Before I was on leave, I taught 5 exam groups, all of which were taking different courses, all of which were on the first year through the course – so it all needed planning from scratch. A lesson lasting 60 minutes takes a minimum of 120 minutes to plan – usually far more. I had other responsibilities, so I only taught for 20 hours a week. Out of my entire week, 2 hours were set aside for planning, preparation and assessment – this is the time the government allows full time teachers during school hours for planning, assessing, marking and evaluating for an average of 25 hours’ worth of lessons a week.
I was head of a department, and so had a lot of admin to complete, and I was given 2 hours off timetable a week to complete it and run my department. I think most people would be surprised at the amount of admin classroom teachers are expected to complete. We often said if only we didn’t have to teach, we’d have time to complete the bloody paperwork.
Teachers’ contracts do not set the number of hours a week they have to work. Instead, they set the minimum number of hours a year a teacher must work, but also state that they must devote whatever time is necessary in order to do the job. There have been many half terms when I have driven to my parents’ house so that they can look after my son so I can spend a solid week planning lessons for the following week.
Teaching is not something that can be done by just anyone. It can be an incredibly rewarding job, but it’s bloody hard work. Good training is vital. And do you know who provides that training? Teachers. And they provide that training in the time they are given off from their own timetable – they receive no extra time to train student teachers and they receive no extra money for doing so, although the school receives a nominal fee for giving a student teacher a placement.

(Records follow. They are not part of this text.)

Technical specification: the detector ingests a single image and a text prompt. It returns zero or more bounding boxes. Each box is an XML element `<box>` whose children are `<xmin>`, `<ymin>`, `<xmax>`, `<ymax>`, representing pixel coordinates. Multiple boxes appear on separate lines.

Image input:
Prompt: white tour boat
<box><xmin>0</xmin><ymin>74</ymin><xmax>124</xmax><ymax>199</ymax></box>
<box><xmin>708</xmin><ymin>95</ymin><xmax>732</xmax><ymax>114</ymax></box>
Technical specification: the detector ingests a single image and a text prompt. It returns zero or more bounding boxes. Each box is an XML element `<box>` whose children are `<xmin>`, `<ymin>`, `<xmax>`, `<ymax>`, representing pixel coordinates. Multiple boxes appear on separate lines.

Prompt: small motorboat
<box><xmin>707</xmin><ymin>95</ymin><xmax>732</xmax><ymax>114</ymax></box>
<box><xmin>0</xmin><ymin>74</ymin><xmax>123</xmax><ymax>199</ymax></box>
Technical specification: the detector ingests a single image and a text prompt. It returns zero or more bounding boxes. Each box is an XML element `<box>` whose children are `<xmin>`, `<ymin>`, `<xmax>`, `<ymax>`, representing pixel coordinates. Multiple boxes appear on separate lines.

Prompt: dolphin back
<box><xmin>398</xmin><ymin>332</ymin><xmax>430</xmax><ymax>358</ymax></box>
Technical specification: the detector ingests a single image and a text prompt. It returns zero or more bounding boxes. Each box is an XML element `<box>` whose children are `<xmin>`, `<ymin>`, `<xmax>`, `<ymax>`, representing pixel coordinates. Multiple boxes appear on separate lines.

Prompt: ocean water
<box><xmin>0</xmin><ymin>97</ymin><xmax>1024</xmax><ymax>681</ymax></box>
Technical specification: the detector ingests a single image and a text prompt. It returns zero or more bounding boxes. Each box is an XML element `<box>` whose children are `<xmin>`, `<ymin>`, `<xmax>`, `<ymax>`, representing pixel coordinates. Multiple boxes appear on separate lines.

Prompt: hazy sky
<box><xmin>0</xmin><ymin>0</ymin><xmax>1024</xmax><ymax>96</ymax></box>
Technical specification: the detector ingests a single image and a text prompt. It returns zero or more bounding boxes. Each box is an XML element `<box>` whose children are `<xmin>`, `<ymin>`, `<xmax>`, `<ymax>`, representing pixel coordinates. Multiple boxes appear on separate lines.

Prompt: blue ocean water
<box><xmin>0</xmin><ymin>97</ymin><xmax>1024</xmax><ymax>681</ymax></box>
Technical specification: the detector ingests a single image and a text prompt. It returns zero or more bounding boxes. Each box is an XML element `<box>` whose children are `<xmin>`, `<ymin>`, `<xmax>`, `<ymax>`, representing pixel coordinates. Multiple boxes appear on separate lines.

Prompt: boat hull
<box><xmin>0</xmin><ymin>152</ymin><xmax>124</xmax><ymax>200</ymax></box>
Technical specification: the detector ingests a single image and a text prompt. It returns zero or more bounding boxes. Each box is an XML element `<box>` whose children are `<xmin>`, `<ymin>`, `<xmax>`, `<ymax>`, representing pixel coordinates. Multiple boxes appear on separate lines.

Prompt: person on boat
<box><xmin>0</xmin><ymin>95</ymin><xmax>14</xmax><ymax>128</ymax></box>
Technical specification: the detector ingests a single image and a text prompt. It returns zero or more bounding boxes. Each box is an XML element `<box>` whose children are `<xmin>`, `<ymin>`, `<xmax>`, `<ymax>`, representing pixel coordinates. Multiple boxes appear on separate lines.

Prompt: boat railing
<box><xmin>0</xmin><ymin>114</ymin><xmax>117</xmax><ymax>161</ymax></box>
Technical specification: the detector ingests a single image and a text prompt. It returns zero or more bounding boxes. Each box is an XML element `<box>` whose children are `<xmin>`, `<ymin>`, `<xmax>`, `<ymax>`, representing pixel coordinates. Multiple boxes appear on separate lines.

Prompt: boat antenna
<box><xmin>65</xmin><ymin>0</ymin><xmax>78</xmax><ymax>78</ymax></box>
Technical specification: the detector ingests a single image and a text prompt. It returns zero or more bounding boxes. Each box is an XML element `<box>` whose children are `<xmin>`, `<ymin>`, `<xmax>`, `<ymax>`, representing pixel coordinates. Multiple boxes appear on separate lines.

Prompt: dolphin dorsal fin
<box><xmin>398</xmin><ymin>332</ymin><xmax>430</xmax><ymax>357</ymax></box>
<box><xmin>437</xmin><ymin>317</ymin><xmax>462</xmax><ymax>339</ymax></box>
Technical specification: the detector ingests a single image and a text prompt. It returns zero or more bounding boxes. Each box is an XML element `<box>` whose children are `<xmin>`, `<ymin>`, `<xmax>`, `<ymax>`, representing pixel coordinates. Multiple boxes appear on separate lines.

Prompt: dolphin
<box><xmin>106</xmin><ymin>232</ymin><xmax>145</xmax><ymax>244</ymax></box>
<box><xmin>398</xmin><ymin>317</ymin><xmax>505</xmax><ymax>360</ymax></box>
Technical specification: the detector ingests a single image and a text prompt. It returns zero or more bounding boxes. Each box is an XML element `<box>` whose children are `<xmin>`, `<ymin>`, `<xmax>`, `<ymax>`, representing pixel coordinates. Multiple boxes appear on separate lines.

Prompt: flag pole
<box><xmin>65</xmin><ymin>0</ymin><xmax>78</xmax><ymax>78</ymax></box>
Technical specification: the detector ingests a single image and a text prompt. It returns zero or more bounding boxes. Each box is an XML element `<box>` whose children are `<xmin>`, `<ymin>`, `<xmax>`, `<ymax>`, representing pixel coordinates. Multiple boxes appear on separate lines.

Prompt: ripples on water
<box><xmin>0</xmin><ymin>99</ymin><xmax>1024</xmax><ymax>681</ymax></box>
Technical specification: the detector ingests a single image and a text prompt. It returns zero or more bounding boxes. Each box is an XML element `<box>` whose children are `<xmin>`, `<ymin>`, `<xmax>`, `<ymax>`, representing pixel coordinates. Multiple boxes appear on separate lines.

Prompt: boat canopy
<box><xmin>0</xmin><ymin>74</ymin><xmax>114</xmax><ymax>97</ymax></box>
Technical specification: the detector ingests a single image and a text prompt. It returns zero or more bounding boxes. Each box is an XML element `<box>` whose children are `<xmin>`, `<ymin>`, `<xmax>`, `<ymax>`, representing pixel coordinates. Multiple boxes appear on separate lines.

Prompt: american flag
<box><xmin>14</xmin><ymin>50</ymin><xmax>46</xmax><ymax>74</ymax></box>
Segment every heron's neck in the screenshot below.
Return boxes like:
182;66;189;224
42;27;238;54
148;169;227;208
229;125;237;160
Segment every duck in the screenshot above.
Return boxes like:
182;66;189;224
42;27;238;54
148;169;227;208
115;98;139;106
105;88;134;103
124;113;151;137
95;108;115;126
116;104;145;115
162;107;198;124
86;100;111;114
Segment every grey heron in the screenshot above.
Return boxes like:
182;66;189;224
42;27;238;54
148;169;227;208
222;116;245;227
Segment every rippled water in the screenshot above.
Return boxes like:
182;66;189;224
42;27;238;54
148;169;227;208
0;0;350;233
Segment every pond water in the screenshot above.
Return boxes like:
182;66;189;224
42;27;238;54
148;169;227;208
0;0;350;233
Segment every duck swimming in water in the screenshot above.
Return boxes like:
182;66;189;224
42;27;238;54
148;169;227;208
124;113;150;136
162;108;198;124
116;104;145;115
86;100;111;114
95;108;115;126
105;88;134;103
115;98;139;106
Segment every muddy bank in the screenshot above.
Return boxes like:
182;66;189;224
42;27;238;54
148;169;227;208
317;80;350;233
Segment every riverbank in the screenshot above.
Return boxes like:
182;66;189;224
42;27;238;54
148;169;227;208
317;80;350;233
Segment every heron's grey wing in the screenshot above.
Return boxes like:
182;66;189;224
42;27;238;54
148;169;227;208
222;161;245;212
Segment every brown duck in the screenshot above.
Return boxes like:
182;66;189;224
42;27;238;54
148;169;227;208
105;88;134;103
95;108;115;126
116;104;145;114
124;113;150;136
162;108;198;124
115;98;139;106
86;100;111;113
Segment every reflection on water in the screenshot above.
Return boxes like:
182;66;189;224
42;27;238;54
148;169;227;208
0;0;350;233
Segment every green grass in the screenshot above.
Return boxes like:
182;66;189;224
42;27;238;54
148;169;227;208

Teachers are not asking for much. They want to be allowed to do the job they trained to do, and to do it without constant interference and criticism like no other profession receives. And they want to be paid a decent salary for doing so – a salary which reflects their expertise. We are constantly told how vital our children’s education is, and yet we are constantly undermining the people who provide that education.
Support your teachers. The vast majority work hard because they believe your child is worth the effort. They do a lot of work you don’t see and will never know about. They often miss out on quality time with their own families in order that your children get the education they deserve. They do it in the face of constant criticism in the media and often with poor support from their management.
They do their job – and more (do you know how many schools would grind to a halt if teachers actually worked to their contracts and did nothing else? Those great after school clubs are not mandatory for teachers, and teachers are not paid for providing them either) in the face of increasing abuse, both physical and verbal, from students, and worryingly, from parents too.
If you value your child’s education, then support teachers. They are not being selfish – they are fighting for the rights of thousands of people, both now and in the future. If we allow the government to constantly grind them down, then before long, there will be no-one left to teach tomorrow’s children.